LUMINA complements datasets such as VinDr-Mammo (5,000 patients, single vendor, Vietnam) and RSNA (1,970 patients) — smaller in scale but offering greater vendor diversity.
The pixel-space approach proposed here is more interpretable and requires no training, making it complementary to feature-space methods.
Insight: For multi-center medical imaging research, lightweight pixel-space preprocessing may be more practical than complex domain adaptation pipelines.
Combining LUMINA with MIL-PF (also CVPR 2026) is a promising direction: applying LUMINA's harmonization as preprocessing followed by frozen encoder + MIL classification.

Rating¶

Novelty: ⭐⭐⭐ — Solid dataset contribution, though the proposed method (foreground histogram matching) is technically straightforward.

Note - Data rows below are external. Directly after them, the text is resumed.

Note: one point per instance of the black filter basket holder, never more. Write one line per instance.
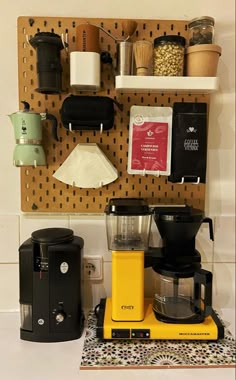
(88, 113)
(49, 69)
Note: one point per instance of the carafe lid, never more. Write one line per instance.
(128, 207)
(52, 236)
(178, 214)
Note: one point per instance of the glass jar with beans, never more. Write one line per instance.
(168, 55)
(201, 30)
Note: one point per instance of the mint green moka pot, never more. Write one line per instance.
(28, 134)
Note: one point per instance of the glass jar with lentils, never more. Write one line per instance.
(168, 55)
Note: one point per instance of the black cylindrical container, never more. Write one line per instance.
(49, 69)
(50, 286)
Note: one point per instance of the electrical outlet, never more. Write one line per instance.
(92, 268)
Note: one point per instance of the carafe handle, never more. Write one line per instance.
(203, 303)
(53, 119)
(209, 221)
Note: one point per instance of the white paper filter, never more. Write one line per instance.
(86, 167)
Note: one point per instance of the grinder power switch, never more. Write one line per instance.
(60, 316)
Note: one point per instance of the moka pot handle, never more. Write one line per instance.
(203, 305)
(209, 221)
(53, 119)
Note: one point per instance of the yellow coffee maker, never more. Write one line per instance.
(181, 305)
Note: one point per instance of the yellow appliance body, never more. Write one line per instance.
(127, 302)
(151, 328)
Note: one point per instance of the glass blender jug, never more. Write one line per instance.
(128, 223)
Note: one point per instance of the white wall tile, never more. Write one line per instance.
(9, 287)
(93, 291)
(9, 238)
(224, 285)
(31, 223)
(204, 244)
(224, 245)
(93, 231)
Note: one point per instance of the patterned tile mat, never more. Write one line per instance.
(154, 354)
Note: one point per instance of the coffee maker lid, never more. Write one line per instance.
(52, 235)
(178, 213)
(128, 207)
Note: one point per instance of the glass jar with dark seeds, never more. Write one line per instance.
(201, 30)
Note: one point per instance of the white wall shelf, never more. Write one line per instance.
(133, 83)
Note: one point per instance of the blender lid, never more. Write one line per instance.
(52, 236)
(178, 214)
(127, 206)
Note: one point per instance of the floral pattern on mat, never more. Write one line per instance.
(156, 353)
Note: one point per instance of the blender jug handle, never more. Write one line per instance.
(203, 277)
(209, 221)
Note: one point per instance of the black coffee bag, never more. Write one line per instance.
(189, 143)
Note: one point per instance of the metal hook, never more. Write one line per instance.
(70, 128)
(65, 41)
(27, 39)
(198, 181)
(182, 181)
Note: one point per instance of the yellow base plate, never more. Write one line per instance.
(151, 328)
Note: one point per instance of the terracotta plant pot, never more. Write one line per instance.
(202, 60)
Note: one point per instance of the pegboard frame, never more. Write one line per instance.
(40, 192)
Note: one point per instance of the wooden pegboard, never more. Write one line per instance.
(40, 192)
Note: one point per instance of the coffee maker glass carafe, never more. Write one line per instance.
(183, 296)
(183, 290)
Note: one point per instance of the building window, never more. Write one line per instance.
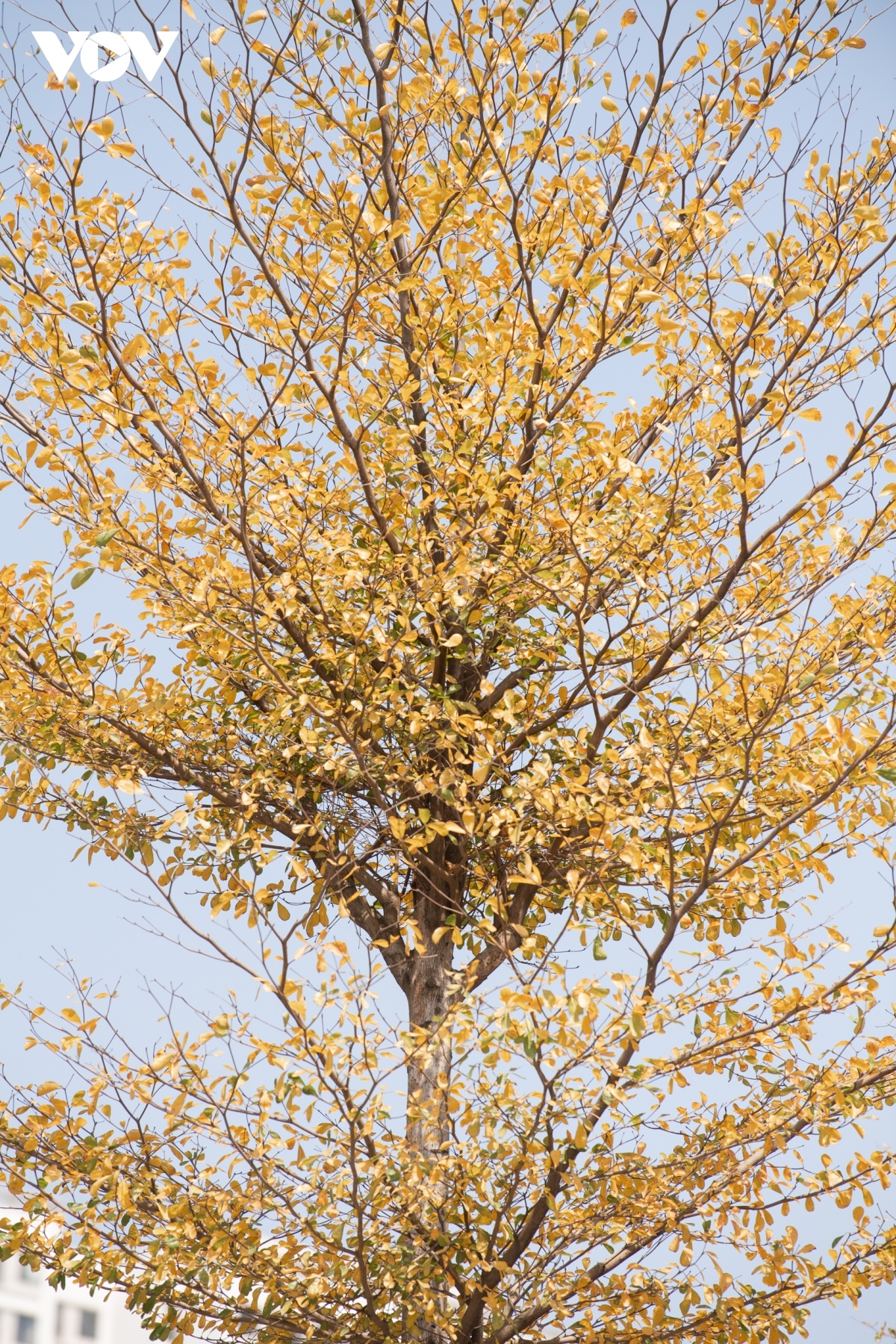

Experimental Thoroughness: ⭐⭐⭐⭐ — Covers three tasks, multiple models, multiple resolutions, ablations, visualizations, and energy-level analysis.
Writing Quality: ⭐⭐⭐⭐ — Rich tables and figures, transparent experimental setup, and a persuasive dataset comparison table.
Value: ⭐⭐⭐⭐ — The multi-vendor benchmark makes a direct contribution to the community and is publicly released on OSF, Kaggle, and GitHub.